What’s Your Sleep Animal … Wolf, Lion, Bear or Dolphin?

Lion laying on a rock with the wind blowing through his mane

JULIEN BANASZUK / 500px / Getty Images

Yet another quiz to tell you what you are.

I always marvel at how we humans love to have our personalities and behaviors neatly defined by some random categorization. Like for instance, my 19th century author is Edith Wharton, my spiritual tree is the elm, and while I was hoping to be Debbie Harry, the rock star quiz informed me that I am actually, um ... Phil Collins. It’s as if by fitting our unique personalities into one of a number of tidy slots, all the answers to the mysteries of us being us will be revealed.

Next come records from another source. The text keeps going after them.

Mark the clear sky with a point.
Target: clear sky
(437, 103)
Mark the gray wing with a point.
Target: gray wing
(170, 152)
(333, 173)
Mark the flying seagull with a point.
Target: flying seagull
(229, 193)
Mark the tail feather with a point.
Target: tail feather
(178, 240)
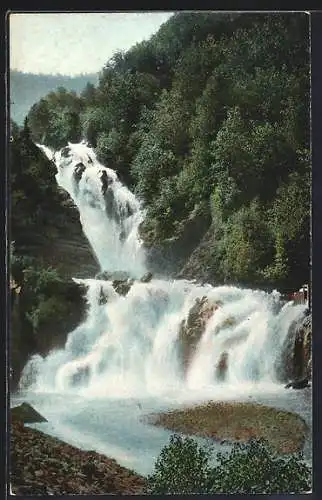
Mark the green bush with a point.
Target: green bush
(183, 467)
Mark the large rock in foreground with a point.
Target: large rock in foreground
(26, 413)
(194, 326)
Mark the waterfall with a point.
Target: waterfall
(132, 344)
(109, 213)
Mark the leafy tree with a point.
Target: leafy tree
(181, 468)
(184, 467)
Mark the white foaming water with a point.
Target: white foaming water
(130, 345)
(109, 213)
(125, 360)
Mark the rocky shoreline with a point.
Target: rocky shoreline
(43, 465)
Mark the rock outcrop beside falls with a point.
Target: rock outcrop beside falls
(26, 340)
(194, 326)
(295, 362)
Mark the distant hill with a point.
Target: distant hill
(28, 88)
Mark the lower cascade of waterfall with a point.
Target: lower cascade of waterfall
(156, 345)
(131, 346)
(139, 343)
(110, 214)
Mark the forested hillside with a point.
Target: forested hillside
(27, 88)
(208, 122)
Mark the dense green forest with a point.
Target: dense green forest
(208, 120)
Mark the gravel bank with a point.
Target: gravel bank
(41, 464)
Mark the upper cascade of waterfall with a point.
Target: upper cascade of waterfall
(110, 213)
(133, 345)
(158, 336)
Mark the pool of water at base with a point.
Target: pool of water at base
(117, 428)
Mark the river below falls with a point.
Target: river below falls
(116, 428)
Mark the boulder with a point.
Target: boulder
(27, 414)
(112, 275)
(193, 327)
(146, 278)
(222, 366)
(122, 287)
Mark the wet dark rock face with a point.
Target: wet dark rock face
(26, 340)
(26, 414)
(193, 327)
(295, 362)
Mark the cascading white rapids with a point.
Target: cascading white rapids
(109, 213)
(130, 345)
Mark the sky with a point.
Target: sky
(74, 43)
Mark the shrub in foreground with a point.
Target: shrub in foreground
(184, 467)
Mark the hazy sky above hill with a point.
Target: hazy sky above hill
(73, 43)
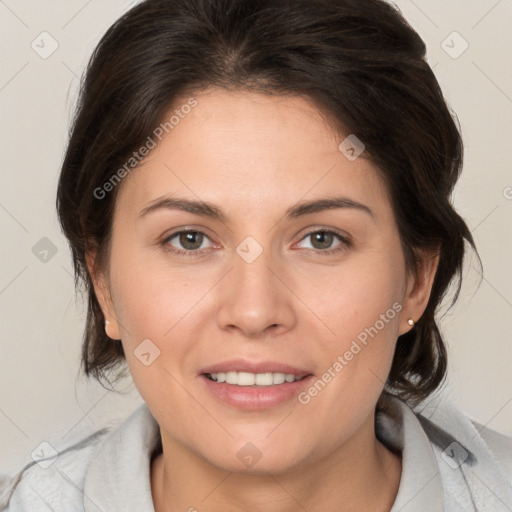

What's Your Sleep Chronotype?

Which is why I initially balked at the latest “What’s your ______?” quiz to whizz past my radar. But could this one, “What’s your sleep chronotype?” be different? While I picture many of the quizzes of this ilk being built by content-generating interns spinning on a hamster wheel somewhere, this one is in support of the book “The Power of When: Discover Your Chronotype,” written by clinical psychologist and sleep specialist Michael Breus. The premise of the book is that we all have internal clocks determined by genetics that lead us to better and worse times for doing things. It's relevant here because working with your body is a logical component of holistic health – and maintaining good health is an important part of living sustainably.

The Four Chronotypes

Breus divides the types by animal; wolf, lion, bear or dolphin.

Normally I might have glossed over this as another marketing trick meets self-help book. But the truth is I know that I have a distinct clock that, for example, makes me wake up easily, unable to exercise after 11:00 a.m., and closes shop on my capacity for critical thinking by 9:00 p.m. – though I know plenty of people who perform best on an opposite schedule.

The other part is ... the animals. We’ve been using birds to describe our schedule personalities at least since Shakespeare began referring to nocturnally oriented people as night owls – as well as proverbs about the excellent worming afforded to the birds who are early. Maybe there's something to identifying with other animals?

According to Breus, learning your chronotype will give you the power to know when to, among other things, have the best sex, nap, ask for a raise and get it, and even "pig out and metabolize everything at warp speed." Which sounds great! But all I really want to know is what will being Phil Collins do for me ... ?

Anyway. Find out more here if you're interested. It's time for this lion to "brainstorm and journal."